Intorno al 1750, in presenza di una già ben organizzata vita religiosa nel paese, nasceva l'esigenza di istituire nella Chiesa della Madonna della Provvidenza una parrocchia; ciò al fine di poter amministrare autonomamente tutti i sacramenti, senza dover più ricorrere all'Arcipretura parrocchiale di Trecastagni.

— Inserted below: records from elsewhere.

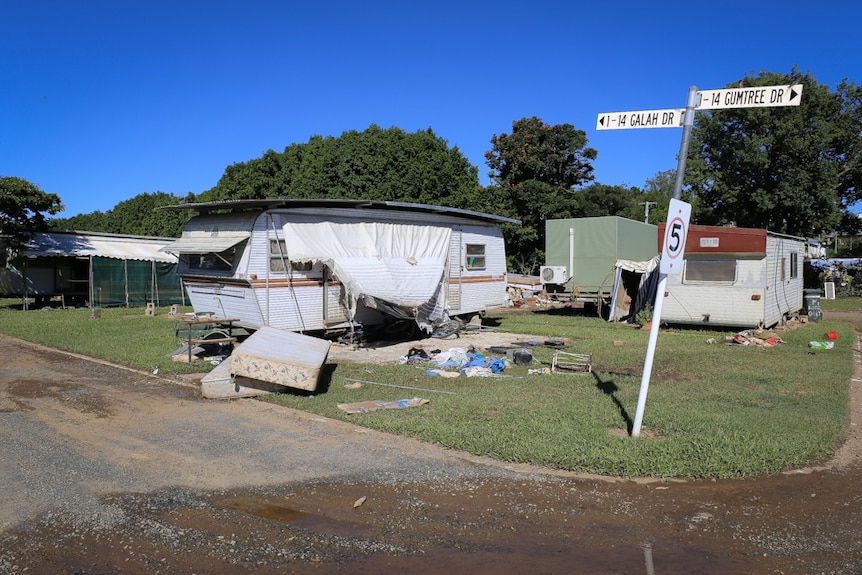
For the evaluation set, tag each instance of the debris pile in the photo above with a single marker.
(454, 362)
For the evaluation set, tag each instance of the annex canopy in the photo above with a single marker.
(385, 264)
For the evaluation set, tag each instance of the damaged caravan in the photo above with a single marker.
(330, 266)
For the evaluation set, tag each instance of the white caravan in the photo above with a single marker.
(330, 266)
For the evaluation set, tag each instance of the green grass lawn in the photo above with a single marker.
(713, 409)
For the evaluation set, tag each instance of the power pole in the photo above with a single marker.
(646, 209)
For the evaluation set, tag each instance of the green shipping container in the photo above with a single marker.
(580, 253)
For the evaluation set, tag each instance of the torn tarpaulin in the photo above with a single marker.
(455, 361)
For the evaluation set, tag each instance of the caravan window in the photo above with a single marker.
(475, 256)
(278, 258)
(222, 261)
(697, 271)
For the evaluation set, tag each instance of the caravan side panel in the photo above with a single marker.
(784, 277)
(717, 303)
(475, 287)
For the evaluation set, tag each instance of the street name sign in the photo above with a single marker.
(753, 97)
(671, 118)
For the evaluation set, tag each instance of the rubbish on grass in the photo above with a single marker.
(747, 338)
(369, 406)
(821, 344)
(359, 382)
(565, 362)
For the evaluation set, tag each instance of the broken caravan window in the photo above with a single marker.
(709, 271)
(212, 261)
(475, 256)
(278, 259)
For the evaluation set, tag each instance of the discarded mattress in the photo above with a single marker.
(282, 357)
(220, 384)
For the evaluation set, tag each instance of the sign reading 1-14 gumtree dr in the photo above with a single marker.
(679, 212)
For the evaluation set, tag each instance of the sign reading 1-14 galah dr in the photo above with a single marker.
(754, 97)
(644, 119)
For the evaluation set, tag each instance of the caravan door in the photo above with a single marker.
(453, 285)
(334, 301)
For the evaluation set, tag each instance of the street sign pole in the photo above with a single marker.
(671, 257)
(688, 121)
(673, 248)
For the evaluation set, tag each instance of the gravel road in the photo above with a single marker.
(108, 470)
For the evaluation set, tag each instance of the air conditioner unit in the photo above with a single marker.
(554, 274)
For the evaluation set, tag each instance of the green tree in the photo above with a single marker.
(136, 216)
(604, 200)
(535, 170)
(375, 164)
(23, 206)
(791, 169)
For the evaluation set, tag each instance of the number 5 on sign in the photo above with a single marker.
(675, 233)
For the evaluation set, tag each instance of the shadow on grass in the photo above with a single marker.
(609, 388)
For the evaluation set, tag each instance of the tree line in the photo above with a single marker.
(792, 170)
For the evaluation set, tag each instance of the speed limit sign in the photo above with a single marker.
(675, 233)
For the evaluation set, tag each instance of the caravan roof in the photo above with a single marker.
(286, 203)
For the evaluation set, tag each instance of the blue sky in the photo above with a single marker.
(103, 100)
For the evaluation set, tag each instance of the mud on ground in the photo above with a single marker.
(106, 470)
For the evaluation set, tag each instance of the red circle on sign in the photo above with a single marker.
(667, 234)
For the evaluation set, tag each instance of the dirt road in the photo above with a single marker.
(106, 470)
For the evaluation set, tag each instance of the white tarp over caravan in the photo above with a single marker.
(382, 263)
(629, 299)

Nell'anno 1753, dopo molti tentativi, i Rettori della chiesa di Zafferana inviano un'ulteriore e risolutiva istanza al Vescovo Mons. Pietro Galletti, che dà parere favorevole affinchè venga istituita la parrocchia. Dalla stessa istanza apprendiamo che la chiesa è stata dotata di "due sepolture", per evitare che i morti fossero trasferiti a Viagrande o a Trecastagni per essere lì seppelliti.

L'atto di erezione a parrocchia viene stilato dal Vescovo il 29 maggio 1753, e in esso vi è anche la nomina del cappellano sac. Antonino Motta. La chiesa ottiene così il diritto a tutte le funzioni parrocchiali e a tenere registri propri.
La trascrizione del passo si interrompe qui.